In truth, this is no stronger than the more tried and tested objections, and it displays a serious, possibly intentional, misunderstanding of what a religious argument actually is. To quote the political philosopher Jeremy Waldron, such secular campaigners “present it as a crude prescription from God, backed up with threat of hellfire, derived from general or particular revelation, and they contrast it with the elegant simplicity of a philosophical argument by Rawls (say) or Dworkin [and] with this image in mind, they think it obvious that religious argument should be excluded from public life.” 

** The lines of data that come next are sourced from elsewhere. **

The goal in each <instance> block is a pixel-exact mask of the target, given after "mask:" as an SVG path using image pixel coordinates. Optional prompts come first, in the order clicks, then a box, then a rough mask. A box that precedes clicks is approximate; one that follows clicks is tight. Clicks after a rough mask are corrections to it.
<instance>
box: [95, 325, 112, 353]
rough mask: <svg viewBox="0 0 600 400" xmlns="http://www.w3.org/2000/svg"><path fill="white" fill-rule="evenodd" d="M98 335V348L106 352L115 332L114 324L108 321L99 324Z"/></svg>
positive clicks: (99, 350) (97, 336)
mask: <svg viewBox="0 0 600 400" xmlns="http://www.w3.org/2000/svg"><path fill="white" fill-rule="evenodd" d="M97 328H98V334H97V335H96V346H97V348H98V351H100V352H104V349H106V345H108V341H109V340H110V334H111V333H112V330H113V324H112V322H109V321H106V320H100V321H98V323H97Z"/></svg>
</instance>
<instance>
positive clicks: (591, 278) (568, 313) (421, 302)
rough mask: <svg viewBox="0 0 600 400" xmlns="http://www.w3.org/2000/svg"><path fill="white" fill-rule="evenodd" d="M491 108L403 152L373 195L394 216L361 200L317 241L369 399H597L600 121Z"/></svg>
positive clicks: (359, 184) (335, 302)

Contemporary arguments against religion in public life are slightly more sophisticated than Waldron’s caricature here, but not much. The idea that religio should be “declared” as a competing interest, so as to stop religious participants in debate from being “dishonest” is every bit as sinister, against both the letter and the spirit of plural, liberal democracy. Does anyone seriously think it is a good idea to compel a believing Jew to stand up in parliament and declare her faith before she were allowed to speak?  

As the assisted dying debate returns to parliament for the final push, there will be much animated debate. That is quite right and proper. A democracy needs vigorous and honest argument. But part of that honesty involves opening the doors of debate to everyone, and not subtly trying to exclude those with whom you disagree on the spurious grounds that they are being dishonest.